## HyperDT vs sklearn with MNIST data

In [37]:
%load_ext autoreload
%autoreload 2

The autoreload extension is already loaded. To reload it, use:
  %reload_ext autoreload


In [44]:
import numpy as np
import matplotlib.pyplot as plt
from keras.datasets import mnist
from sklearn.tree import DecisionTreeClassifier
from sklearn.metrics import accuracy_score
from hyperdt.tree import HyperbolicDecisionTreeClassifier


### Load MNIST dataset

In [39]:
(train_X, train_y), (test_X, test_y) = mnist.load_data()
print(f'train_X.shape={train_X.shape}, test_X.shape={test_X.shape}')

train_X.shape=(60000, 28, 28), test_X.shape=(10000, 28, 28)


In [40]:
# Flatten the images
train_X = train_X.reshape(train_X.shape[0], -1)
test_X = test_X.reshape(test_X.shape[0], -1)
print(f'train_X.shape={train_X.shape}, test_X.shape={test_X.shape}')

train_X.shape=(60000, 784), test_X.shape=(10000, 784)


In [41]:
# Add time dimension as Euclidean distance of all other dimensions
train_X_time = np.concatenate([np.linalg.norm(train_X, axis=1, keepdims=True), train_X], axis=1)
test_X_time = np.concatenate([np.linalg.norm(test_X, axis=1, keepdims=True), test_X], axis=1)
print(f'train_X_time.shape={train_X_time.shape}, test_X_time.shape={test_X_time.shape}')

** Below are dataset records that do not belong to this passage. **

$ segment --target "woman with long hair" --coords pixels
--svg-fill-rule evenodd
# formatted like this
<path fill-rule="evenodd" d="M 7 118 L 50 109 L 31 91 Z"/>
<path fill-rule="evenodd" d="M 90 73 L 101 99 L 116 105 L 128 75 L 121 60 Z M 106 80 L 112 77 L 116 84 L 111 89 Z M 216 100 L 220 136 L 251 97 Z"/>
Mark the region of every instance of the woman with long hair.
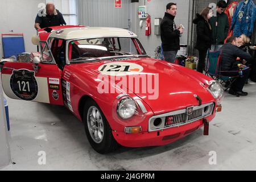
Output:
<path fill-rule="evenodd" d="M 210 8 L 205 7 L 201 13 L 196 14 L 193 23 L 196 24 L 196 43 L 195 48 L 199 52 L 199 60 L 196 71 L 203 73 L 205 67 L 207 51 L 210 48 L 212 27 L 209 19 L 213 16 L 213 11 Z"/>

train_X_time.shape=(60000, 785), test_X_time.shape=(10000, 785)


### sklearn decision tree model in Euclidean space

In [42]:
# Train decision tree classifier
dtc = DecisionTreeClassifier(random_state=42)
dtc.fit(train_X, train_y)

In [43]:
# Predict test set labels
pred_y = dtc.predict(test_X)

# Compute accuracy
accuracy = accuracy_score(test_y, pred_y)
print(f"Accuracy: {accuracy:.2f}")

Accuracy: 0.88


### HyperDT on augmented MNIST data

In [46]:
# Fit hyperbolic decision tree classifier
hdt = HyperbolicDecisionTreeClassifier(timelike_dim=0, max_depth=2)
hdt.fit(train_X_time, train_y)

# Compute accuracy
hdt_score = hdt.score(test_X_time, test_y)
print(hdt_score)

ValueError: Points must lie on a hyperboloid: Minkowski norm does not equal -1.0.